Indeed, a person who pauses to think about the matter has good reason to doubt the sincerity of Trump’s oath of office, or even his capacity to swear an oath sincerely at all. We submit that huge numbers of people—including important actors in our constitutional system—have not even paused to consider it; they are instinctively leery of Trump’s oath and are now behaving accordingly.
This reality, and we argue here that it is a reality, is already conditioning the Trump presidency in overt ways visible every day. What’s more, we submit that these doubts about the President’s oath will inevitably shape public and institutional reaction to his service. And as a predictive matter, we believe that doubts about the President’s oath will have important and negative implications for the future of the American presidency.

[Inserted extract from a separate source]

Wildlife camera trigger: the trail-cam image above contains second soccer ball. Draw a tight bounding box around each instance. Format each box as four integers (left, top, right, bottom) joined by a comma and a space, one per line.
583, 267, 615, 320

The vertical integration of the executive branch depends pervasively on the President’s oath. If a judge does not believe in the integrity of that oath, she may show less deference than she otherwise would—or than doctrine might insist is proper in the circumstances. But if a staffer in a federal agency doesn’t believe in the integrity of the president’s oath, that mistrust breaks key bonds that tie that staffer to the executive will. After all, the reason to follow orders in the executive branch is that the president is both elected by the people, and thus represents the popular will, and has sworn an oath to faithfully execute the laws. If you don’t believe that oath and you don’t believe that he is necessarily pursuing the public’s interest, why follow orders and carry out his policy? Such a staffer may feel no compunction about telling someone in the press about policy discussions he doesn’t believe are being undertaken in a sincere effort to “faithfully execute” the functions of the executive branch and to “preserve, protect and defend” the Constitution. He may actively believe that his own oath of office requires a certain degree of undermining of those policy processes, both with forms of internal pushback and resistance and with public exposure. Or, less nobly, he may simply feel freed from normal bonds of loyalty and hierarchical discipline and thus able to embarrass a hated boss or scuttle policy changes he doesn’t like.
The point is simply that when the bureaucracy doubts the president’s oath, that fact gravely frays the executive’s ordinary comparative unity. The people who work for the president no longer connect loyalty to the executive branch with the lofty goals to which the oath seeks to bind the president, so they become much more likely to act on their own.